Sunday, November 20, 2011

A bit behind, and a celebration cake

A few days ago I organized my computer desktop and I found over 30 recipes that I'd made in the past year (or two) that just never made it into Foodology. Yes, over 30 recipes!!

And they didn't not make it in because they weren't good enough (triple negative for the win!). On the contrary, many of these recipes were freaking delicious. It's more likely that things got busy or I got lazy and I just never got around to posting them. Then, as days or weeks go by, I have less and less motivation to work up an "old" recipe, and so to de-clutter my desktop, I throw it into a folder called "Recipes to type up for BLOG!" 

I may as well call that folder "The Death of Blog Posts" because once they go in it's rare that they make it out to see the light of day...

My poor, sad, neglected recipes.

So I'm hoping in the next month or so that I can revive some of these old recipes. Some I don't have pictures for (or the ones I have are simply unappetizing), so don't be surprised if posts show up with photos completely unrelated to the final dish. I got a new camera lens, a book on food photography, and an iPhone with fun photography apps, so I may be throwing in some "practice shots" for fun.

My new toy, taken with my new toy!

But this post isn't just about my procrastination and excessive spending habits- it's about cake!!

My company's 10th anniversary was this past week, and I was asked to make the cake for our 50 employees. Luckily we have in-house designers and one of them gave me a life-sized printout of our anniversary logo.

So with some help from a coworker and a few hours with an exacto knife, I was able to whip up this bad boy.

Seeing that I started my job a whopping 3.5 months ago, 
all I can take credit for is the fondant work

Not too shabby when you compare my cake to the original logo
Twinsies!

And don't let my little pictures fool you. This guy was a behemoth! Just the company logo in the "0" was as big as my hand.

This cake weighed at least 10 pounds

And if you're interested in what the cake flavors were, I managed to turn 2, two-layered (9" x 13") cakes into 4 different combinations: Guinness Chocolate Cake with regular or coffee buttercream and Yellow cake with buttercream or raspberry filling (also referred to as "that delicious berry goo" by a coworker)

The makings of a giant cake

And because I had too much fun with my new iPhone photo apps, here's an artsy pic of the cake


Yours in celebrating your employer's milestones,
Jacqueline

Recipes, for your eating pleasure

The super dense, beer-y, chocolate cake can be found from an old post of mine
Note: The recipe, as written, makes just a leetle bit too much batter for a 9 x 13" pan. So make a few extra cupcakes or an extra 6" cake with the leftover batter.
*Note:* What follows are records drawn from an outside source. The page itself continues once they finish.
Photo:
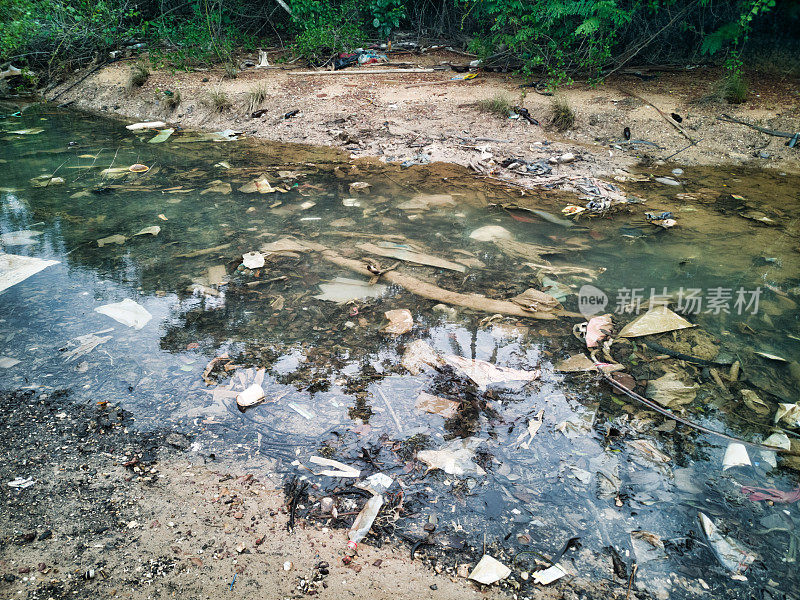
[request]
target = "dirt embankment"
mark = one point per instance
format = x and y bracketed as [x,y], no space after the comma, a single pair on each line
[392,117]
[116,513]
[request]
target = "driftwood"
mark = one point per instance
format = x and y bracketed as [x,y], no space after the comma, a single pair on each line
[362,71]
[660,112]
[434,292]
[774,132]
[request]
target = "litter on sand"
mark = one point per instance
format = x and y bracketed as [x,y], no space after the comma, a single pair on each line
[484,373]
[251,396]
[400,321]
[338,469]
[454,458]
[437,405]
[127,312]
[658,319]
[549,575]
[489,570]
[15,268]
[363,522]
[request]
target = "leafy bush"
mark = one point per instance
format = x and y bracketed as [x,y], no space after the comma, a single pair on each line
[48,34]
[325,29]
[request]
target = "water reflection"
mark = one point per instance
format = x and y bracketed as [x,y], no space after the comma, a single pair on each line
[334,382]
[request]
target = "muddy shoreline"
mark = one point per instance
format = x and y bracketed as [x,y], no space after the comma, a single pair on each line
[116,512]
[416,118]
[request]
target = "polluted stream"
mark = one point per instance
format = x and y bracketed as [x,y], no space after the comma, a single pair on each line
[178,274]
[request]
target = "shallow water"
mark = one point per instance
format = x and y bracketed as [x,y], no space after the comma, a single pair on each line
[580,476]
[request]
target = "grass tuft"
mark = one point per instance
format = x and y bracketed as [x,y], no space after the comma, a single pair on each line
[218,101]
[172,101]
[563,115]
[256,96]
[140,73]
[498,105]
[231,70]
[734,89]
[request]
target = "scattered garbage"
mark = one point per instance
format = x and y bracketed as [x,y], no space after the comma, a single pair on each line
[251,396]
[145,125]
[533,428]
[731,555]
[418,356]
[670,391]
[15,269]
[484,373]
[735,456]
[338,469]
[127,312]
[20,238]
[153,230]
[490,233]
[84,344]
[21,483]
[789,414]
[402,252]
[489,570]
[437,405]
[549,575]
[253,260]
[454,457]
[343,289]
[112,239]
[162,136]
[400,321]
[659,319]
[6,362]
[363,522]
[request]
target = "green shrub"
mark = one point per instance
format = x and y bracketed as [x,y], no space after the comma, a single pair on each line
[325,29]
[734,88]
[256,96]
[218,101]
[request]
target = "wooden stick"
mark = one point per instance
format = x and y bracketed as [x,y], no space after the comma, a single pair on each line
[774,132]
[434,292]
[665,117]
[362,72]
[391,410]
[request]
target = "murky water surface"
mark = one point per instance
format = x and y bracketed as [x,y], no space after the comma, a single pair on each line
[332,378]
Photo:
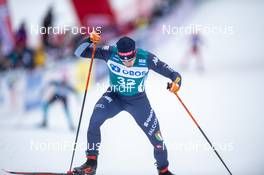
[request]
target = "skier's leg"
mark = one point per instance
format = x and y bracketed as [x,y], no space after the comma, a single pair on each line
[145,117]
[106,107]
[45,110]
[67,112]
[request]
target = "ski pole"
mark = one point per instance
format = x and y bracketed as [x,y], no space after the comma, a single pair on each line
[198,126]
[83,102]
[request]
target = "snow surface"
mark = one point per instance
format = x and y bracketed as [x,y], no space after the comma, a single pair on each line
[226,100]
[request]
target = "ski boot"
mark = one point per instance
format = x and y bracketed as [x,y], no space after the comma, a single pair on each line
[88,168]
[164,171]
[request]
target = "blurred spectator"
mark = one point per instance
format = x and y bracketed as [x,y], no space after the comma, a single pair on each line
[21,56]
[47,22]
[194,52]
[60,94]
[21,36]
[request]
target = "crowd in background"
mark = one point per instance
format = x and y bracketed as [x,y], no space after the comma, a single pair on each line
[56,47]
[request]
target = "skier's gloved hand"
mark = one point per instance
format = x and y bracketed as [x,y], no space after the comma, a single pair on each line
[94,37]
[174,86]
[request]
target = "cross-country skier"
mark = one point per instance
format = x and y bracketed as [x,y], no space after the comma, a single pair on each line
[60,93]
[128,68]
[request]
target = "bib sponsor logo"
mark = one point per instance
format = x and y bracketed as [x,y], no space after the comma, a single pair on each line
[130,72]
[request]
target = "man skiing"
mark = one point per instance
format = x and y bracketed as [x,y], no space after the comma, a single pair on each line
[62,88]
[128,69]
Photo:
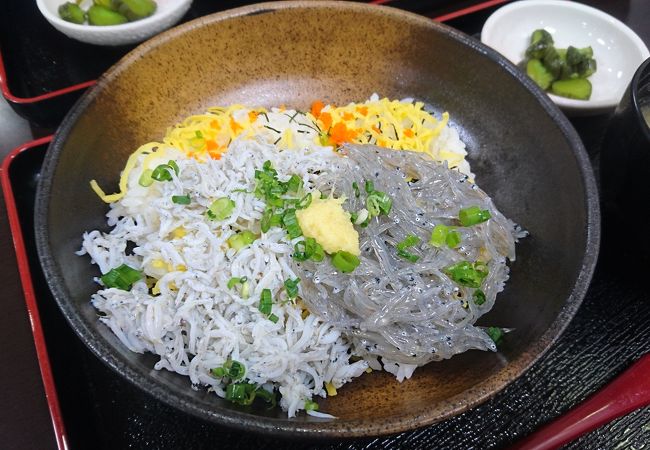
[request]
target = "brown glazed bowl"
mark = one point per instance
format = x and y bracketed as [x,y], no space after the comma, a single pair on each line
[523,150]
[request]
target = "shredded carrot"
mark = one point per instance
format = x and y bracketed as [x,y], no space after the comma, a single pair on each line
[340,133]
[234,126]
[326,120]
[316,108]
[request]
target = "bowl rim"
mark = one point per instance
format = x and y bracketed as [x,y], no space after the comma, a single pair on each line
[175,5]
[285,427]
[492,28]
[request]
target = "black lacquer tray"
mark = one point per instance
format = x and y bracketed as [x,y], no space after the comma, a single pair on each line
[42,73]
[610,331]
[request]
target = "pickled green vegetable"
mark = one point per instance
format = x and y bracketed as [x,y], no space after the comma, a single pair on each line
[536,70]
[102,16]
[553,68]
[577,88]
[137,9]
[71,12]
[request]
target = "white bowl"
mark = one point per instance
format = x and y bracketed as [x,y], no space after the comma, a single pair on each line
[617,49]
[167,14]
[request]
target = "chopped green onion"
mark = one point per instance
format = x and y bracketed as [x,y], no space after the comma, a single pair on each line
[473,215]
[181,199]
[163,172]
[344,261]
[290,222]
[121,277]
[355,186]
[234,369]
[378,203]
[268,167]
[304,202]
[496,334]
[291,286]
[294,183]
[145,179]
[241,240]
[221,208]
[266,302]
[479,297]
[311,406]
[467,274]
[439,235]
[244,393]
[453,239]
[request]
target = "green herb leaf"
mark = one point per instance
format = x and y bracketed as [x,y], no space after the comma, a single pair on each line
[378,203]
[291,286]
[467,274]
[439,235]
[121,277]
[145,179]
[479,297]
[163,172]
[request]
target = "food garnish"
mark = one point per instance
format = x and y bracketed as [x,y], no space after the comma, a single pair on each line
[563,72]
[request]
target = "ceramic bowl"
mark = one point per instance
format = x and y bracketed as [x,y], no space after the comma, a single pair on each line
[168,13]
[617,49]
[523,150]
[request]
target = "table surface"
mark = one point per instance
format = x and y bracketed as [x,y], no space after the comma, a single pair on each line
[24,418]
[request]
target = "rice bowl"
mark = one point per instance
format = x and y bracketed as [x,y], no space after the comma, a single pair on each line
[152,88]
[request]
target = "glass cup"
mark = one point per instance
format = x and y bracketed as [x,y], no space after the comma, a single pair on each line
[625,169]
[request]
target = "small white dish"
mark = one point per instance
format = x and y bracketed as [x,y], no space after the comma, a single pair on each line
[617,49]
[168,12]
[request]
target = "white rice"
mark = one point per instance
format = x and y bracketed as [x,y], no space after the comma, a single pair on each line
[197,323]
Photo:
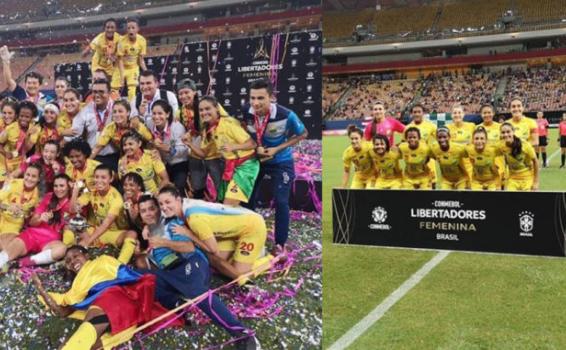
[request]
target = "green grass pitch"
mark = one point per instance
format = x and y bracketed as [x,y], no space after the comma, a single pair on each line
[469,301]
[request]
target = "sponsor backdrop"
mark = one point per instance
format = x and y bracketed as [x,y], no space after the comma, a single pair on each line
[506,222]
[225,68]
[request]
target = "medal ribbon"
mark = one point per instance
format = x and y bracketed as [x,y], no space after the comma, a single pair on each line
[260,128]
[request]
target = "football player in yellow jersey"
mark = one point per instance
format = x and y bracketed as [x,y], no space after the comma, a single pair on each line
[8,109]
[136,160]
[358,154]
[386,162]
[71,107]
[483,156]
[416,154]
[17,199]
[19,137]
[106,215]
[113,132]
[428,133]
[79,167]
[461,132]
[450,156]
[237,148]
[132,49]
[493,132]
[524,128]
[232,234]
[521,159]
[104,46]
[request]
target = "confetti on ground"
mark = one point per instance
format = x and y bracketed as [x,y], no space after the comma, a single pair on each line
[284,309]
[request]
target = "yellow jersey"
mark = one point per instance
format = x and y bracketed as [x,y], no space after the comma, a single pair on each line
[523,127]
[427,130]
[483,163]
[104,205]
[522,165]
[208,220]
[104,51]
[64,120]
[450,161]
[112,133]
[416,160]
[13,193]
[13,138]
[85,175]
[131,51]
[462,134]
[363,164]
[493,132]
[228,131]
[387,165]
[147,167]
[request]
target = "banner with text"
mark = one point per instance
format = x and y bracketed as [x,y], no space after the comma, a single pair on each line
[506,222]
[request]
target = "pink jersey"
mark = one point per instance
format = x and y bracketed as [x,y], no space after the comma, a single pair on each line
[49,171]
[542,127]
[387,127]
[63,207]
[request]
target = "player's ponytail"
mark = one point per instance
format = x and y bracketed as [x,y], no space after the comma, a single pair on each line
[354,129]
[516,146]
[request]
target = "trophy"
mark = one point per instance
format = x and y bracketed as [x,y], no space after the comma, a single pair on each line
[78,224]
[15,212]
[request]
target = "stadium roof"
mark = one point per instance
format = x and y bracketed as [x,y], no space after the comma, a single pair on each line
[154,11]
[441,43]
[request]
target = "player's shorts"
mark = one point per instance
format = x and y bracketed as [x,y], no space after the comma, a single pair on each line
[235,192]
[524,183]
[108,70]
[35,238]
[388,184]
[109,237]
[9,224]
[131,76]
[417,183]
[492,185]
[13,164]
[454,185]
[360,181]
[248,247]
[69,238]
[468,166]
[432,168]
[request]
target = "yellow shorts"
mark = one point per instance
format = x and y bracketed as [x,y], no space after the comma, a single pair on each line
[360,181]
[3,171]
[69,238]
[8,224]
[388,184]
[248,247]
[13,164]
[502,169]
[519,184]
[432,167]
[131,76]
[233,191]
[469,167]
[454,185]
[417,183]
[490,185]
[109,237]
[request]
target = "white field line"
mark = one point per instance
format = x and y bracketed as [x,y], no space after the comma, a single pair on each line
[437,250]
[353,333]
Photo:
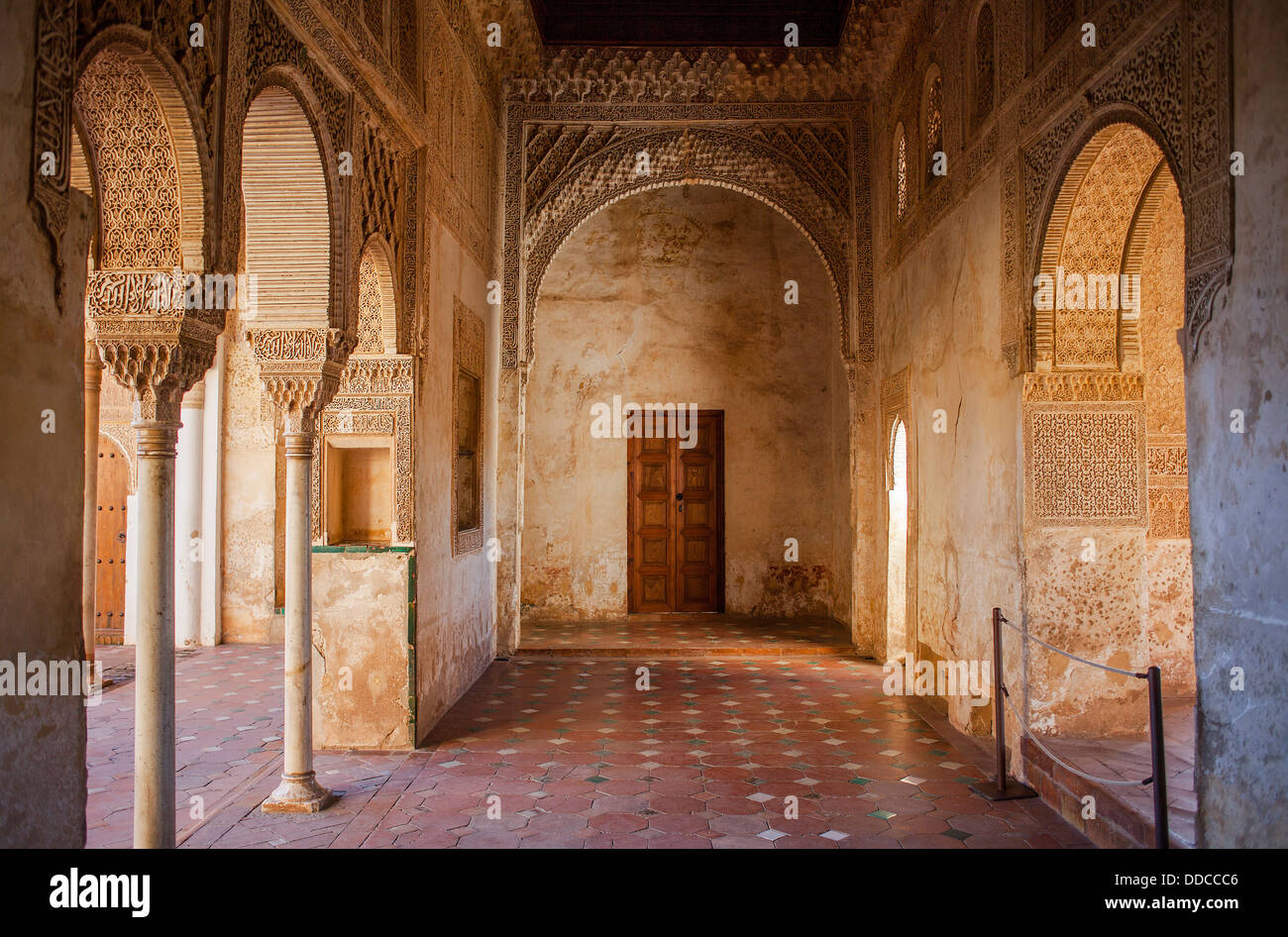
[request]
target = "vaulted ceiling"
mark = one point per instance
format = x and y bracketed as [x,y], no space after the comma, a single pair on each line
[690,22]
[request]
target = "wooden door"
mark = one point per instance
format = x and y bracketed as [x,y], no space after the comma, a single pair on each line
[675,518]
[114,485]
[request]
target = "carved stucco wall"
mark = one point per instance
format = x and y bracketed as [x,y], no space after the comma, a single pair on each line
[1163,69]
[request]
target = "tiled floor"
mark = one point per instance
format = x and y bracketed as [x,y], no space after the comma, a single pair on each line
[228,710]
[644,636]
[580,752]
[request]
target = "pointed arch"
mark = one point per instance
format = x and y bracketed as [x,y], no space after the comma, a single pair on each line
[377,303]
[142,156]
[287,220]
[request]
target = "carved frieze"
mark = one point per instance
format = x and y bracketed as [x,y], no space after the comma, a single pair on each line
[153,348]
[374,399]
[300,369]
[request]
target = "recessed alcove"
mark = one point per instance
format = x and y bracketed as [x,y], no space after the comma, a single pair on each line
[359,493]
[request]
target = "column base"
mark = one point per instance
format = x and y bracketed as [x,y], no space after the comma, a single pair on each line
[299,794]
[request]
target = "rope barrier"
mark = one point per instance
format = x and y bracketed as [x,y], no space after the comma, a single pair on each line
[1052,756]
[1008,789]
[1074,657]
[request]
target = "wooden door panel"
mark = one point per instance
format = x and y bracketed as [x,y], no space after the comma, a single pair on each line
[114,485]
[651,554]
[675,520]
[700,557]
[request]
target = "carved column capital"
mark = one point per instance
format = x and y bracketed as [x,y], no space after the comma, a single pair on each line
[154,347]
[300,369]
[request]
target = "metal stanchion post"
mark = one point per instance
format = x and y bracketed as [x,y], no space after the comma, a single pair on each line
[1003,787]
[1158,757]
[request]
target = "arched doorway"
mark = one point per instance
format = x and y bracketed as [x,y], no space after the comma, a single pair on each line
[1106,468]
[702,297]
[897,545]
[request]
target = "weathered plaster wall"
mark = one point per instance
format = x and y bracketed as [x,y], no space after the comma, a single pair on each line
[939,314]
[361,687]
[249,493]
[1239,481]
[42,475]
[455,594]
[677,295]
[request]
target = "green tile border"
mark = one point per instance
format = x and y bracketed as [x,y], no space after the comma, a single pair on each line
[362,549]
[410,553]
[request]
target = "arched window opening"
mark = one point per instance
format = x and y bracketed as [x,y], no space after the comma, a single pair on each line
[897,554]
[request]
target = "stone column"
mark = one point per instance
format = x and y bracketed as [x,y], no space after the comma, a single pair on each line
[189,547]
[300,369]
[158,353]
[299,790]
[154,661]
[89,557]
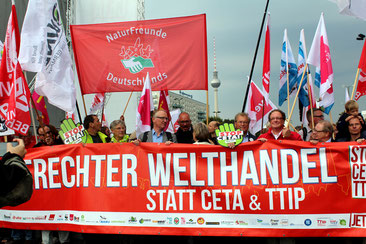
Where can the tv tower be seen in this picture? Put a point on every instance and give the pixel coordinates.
(215, 83)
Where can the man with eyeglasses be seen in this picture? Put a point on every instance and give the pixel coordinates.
(93, 128)
(157, 134)
(184, 133)
(277, 130)
(322, 132)
(354, 129)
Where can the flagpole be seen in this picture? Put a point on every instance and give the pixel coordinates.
(310, 92)
(287, 81)
(297, 93)
(34, 125)
(82, 96)
(128, 101)
(355, 83)
(206, 108)
(255, 56)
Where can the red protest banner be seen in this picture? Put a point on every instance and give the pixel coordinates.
(116, 57)
(260, 189)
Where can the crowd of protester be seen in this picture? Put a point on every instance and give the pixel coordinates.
(349, 127)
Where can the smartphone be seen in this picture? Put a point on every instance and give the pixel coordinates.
(3, 147)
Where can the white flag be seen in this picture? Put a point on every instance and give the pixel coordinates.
(44, 50)
(1, 50)
(257, 108)
(97, 103)
(146, 105)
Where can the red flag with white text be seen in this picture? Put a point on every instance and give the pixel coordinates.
(361, 85)
(97, 103)
(146, 105)
(15, 93)
(41, 106)
(255, 108)
(164, 102)
(115, 57)
(266, 61)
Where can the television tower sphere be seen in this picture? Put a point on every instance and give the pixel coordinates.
(215, 83)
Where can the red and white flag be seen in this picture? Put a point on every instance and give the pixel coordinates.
(266, 61)
(164, 102)
(41, 106)
(319, 56)
(361, 85)
(104, 120)
(44, 50)
(173, 125)
(15, 95)
(97, 103)
(255, 107)
(143, 121)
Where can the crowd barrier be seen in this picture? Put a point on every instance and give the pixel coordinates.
(271, 189)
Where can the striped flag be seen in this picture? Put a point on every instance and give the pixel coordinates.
(319, 56)
(15, 94)
(289, 66)
(44, 50)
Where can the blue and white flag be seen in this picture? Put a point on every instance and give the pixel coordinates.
(288, 66)
(301, 63)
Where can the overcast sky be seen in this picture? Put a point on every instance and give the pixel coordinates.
(236, 23)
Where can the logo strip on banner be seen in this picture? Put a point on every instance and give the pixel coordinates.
(275, 186)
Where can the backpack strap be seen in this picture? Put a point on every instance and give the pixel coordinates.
(304, 133)
(169, 136)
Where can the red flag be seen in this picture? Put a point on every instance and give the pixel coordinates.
(319, 56)
(361, 85)
(14, 93)
(115, 57)
(266, 61)
(143, 121)
(41, 106)
(164, 104)
(97, 103)
(255, 108)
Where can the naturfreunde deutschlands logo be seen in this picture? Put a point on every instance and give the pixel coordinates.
(137, 57)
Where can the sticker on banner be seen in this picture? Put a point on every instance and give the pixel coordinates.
(72, 133)
(227, 135)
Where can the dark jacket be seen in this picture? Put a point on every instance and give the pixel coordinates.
(16, 181)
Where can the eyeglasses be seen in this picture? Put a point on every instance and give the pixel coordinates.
(276, 118)
(243, 122)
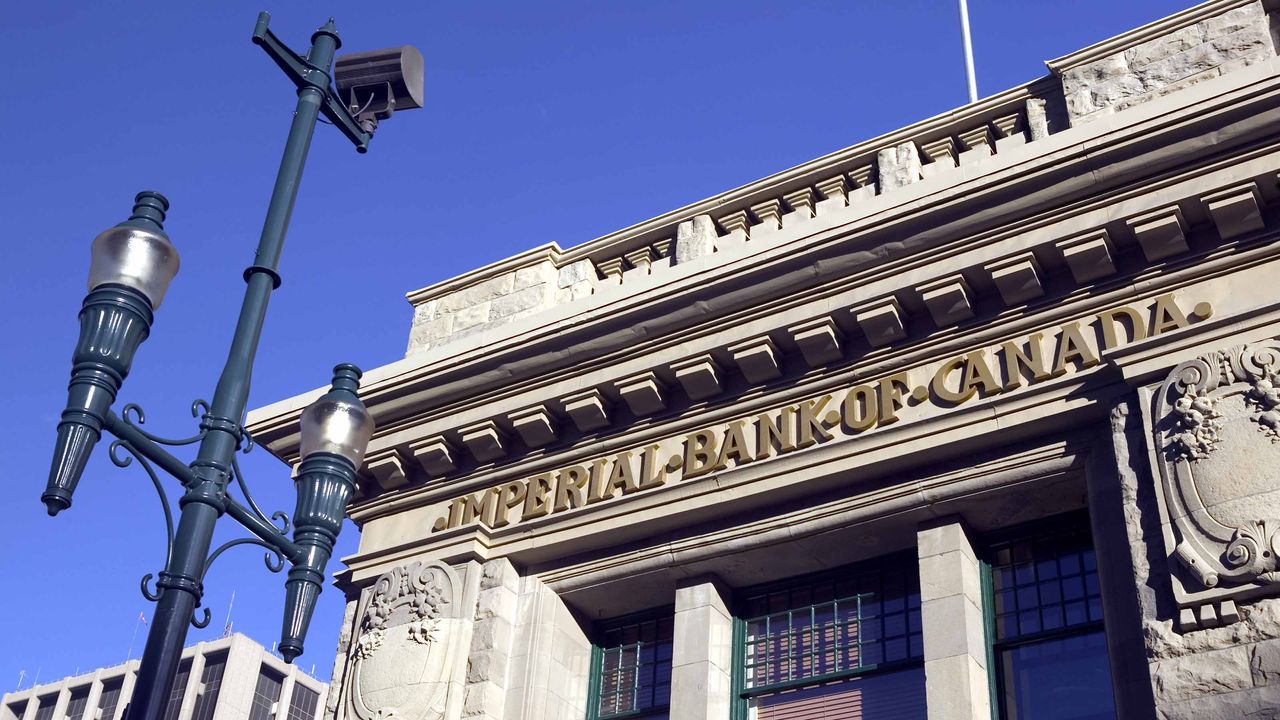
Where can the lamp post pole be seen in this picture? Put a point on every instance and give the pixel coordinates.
(202, 504)
(132, 265)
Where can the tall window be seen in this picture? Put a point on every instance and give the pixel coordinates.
(210, 682)
(45, 710)
(631, 671)
(302, 702)
(109, 700)
(179, 688)
(1048, 646)
(266, 693)
(77, 702)
(836, 646)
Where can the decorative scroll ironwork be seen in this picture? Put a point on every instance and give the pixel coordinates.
(124, 461)
(248, 499)
(133, 417)
(273, 559)
(1214, 425)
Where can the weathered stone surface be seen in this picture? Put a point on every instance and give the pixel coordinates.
(1265, 662)
(694, 238)
(1168, 63)
(479, 292)
(1207, 673)
(899, 167)
(531, 297)
(1256, 703)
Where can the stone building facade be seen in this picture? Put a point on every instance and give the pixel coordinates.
(231, 678)
(976, 419)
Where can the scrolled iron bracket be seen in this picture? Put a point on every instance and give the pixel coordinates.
(124, 461)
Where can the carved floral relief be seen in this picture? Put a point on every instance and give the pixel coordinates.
(1215, 433)
(407, 639)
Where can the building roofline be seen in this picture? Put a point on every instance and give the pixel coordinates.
(1150, 31)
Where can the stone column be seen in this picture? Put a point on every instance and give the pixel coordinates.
(703, 651)
(64, 696)
(492, 641)
(955, 642)
(95, 695)
(552, 659)
(240, 678)
(282, 706)
(131, 675)
(192, 691)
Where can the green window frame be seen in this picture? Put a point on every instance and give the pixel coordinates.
(858, 620)
(631, 666)
(1040, 584)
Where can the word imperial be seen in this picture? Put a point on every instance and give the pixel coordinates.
(837, 415)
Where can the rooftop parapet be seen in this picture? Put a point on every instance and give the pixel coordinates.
(1164, 57)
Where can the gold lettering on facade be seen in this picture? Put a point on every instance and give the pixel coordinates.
(940, 382)
(568, 487)
(1133, 323)
(699, 454)
(1166, 317)
(1015, 361)
(867, 405)
(773, 436)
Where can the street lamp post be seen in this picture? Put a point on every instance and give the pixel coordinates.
(132, 265)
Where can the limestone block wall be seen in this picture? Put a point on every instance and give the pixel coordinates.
(1221, 671)
(1170, 62)
(551, 662)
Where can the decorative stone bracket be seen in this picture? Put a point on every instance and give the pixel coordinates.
(1214, 437)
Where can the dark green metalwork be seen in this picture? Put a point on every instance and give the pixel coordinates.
(115, 319)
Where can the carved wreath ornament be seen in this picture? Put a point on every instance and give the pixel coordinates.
(407, 645)
(1215, 425)
(424, 597)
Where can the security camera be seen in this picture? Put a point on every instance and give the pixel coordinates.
(376, 83)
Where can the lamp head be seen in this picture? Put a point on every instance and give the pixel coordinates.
(376, 83)
(131, 270)
(336, 431)
(137, 253)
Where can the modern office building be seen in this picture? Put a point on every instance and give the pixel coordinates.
(232, 678)
(974, 419)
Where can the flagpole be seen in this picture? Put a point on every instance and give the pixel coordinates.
(128, 656)
(968, 50)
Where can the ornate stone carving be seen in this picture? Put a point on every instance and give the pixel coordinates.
(1214, 424)
(410, 637)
The yellow cake I made was Smitten Kitchen's best birthday cake. My favorite yellow cake recipe though is from Cooks Illustrated. It cooks up a bit flatter though, which is why I didn't make it this time. But both recipes can be found in another old post of mine.

The swiss meringue buttercream recipe I use is from Sweetapolita. I have a normal sized KitchenAid mixer, so I cut the recipe down by 1/4 (use 12 egg whites instead of 16, and adjust other ingredients accordingly). Now I just have to figure out what to do with 12 frozen egg yolks...

And finally, the raspberry filling is the easiest and most delicious recipe out there and uses almost nothing else except frozen raspberries. You can find it from an old post of mine where I made a giant wedding cake.